In my last post I talked about what makes a good storyteller and I thought this post would be a good follow up to talk about how to use the web and social networks to spread your story. Now we all love a good story and want to share with our friends. But if you are managing an online brand what’s the best method to spread your story via the web and social networks.
We all hear the experts say start with a blog or web site. While this is the starting point it’s important to look at channels that can help spread your story. Feedburner and RSS feed tools are one great way to allow users to subscribe to your content and stay abreast. But are there other avenues to help spread the word?
The answer is yes and to explain this point I’m going to use a recent example I came across. A few weeks ago my friend Greg Ng @gregoryng asked for volunteers for a Freezerburns episode on frozen hamburgers. I was excited to be chosen as one of the taste testers for his “frodown” where he had three fathers taste frozen hamburgers and choose their favorites. The episode was a big success for Greg and even made the front page of YouTube on Father’s Day.
Wow exciting right? But what really caught my interest was when I went to Freezerburns site and check out the subscribe page. I expected Greg to have the leading subscription options like YouTube and iTunes. But what I found was that he had that and much more. A total of 13 subscriber options are available for his content. The usual suspects like Feedburner and email options as well as Twitter and Facebook are present. But what impressed me were some of the lesser known, at least to me, video and podcasting options Greg managed his content through. Take a look below at his subscriber options listed on his page.

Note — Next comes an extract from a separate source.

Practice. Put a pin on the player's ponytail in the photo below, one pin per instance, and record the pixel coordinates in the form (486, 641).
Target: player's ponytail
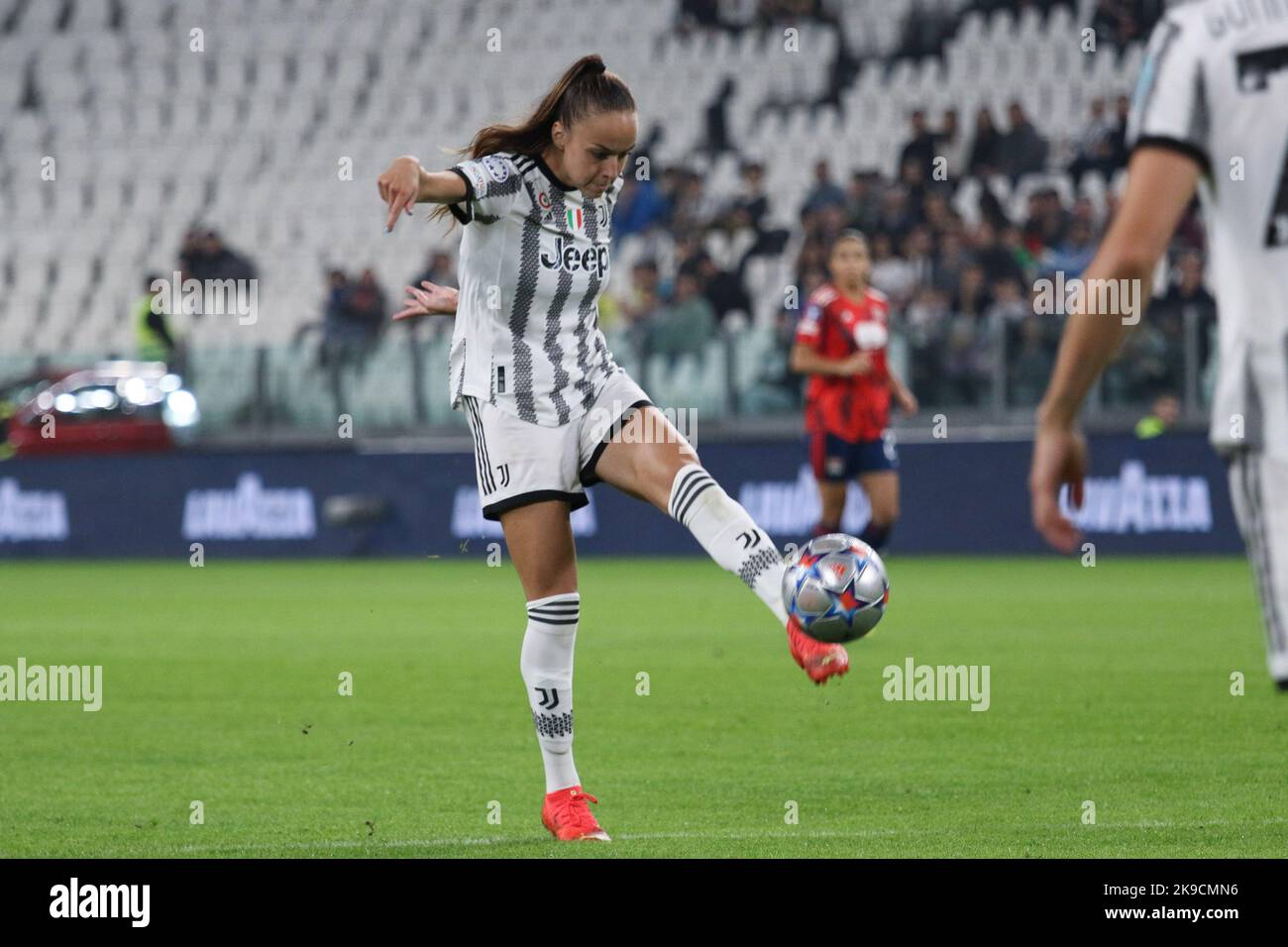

Now I know there are tools that allow content creators to autopost to multiple sites. But at the same time that’s only half the work. Setting up accounts, moderating comments and keeping up with all the necessary options, updates and other tasks on these networks is time consuming. What this impressive list tells me is that Greg is dedicated to his audience and wants to deliver content to audiences on sites that are relevant to his content type, video. I know that I’ve had to sometimes not use some social networks or distribution sites for some of the online brands that I manage because I’m not sure if it’s the right audience or if anyone is really going to the site. However in making that decision I may have missed some readers and opportunity to connect with potential customers and audience.
What channels are you evaluating when distributing your content on the web?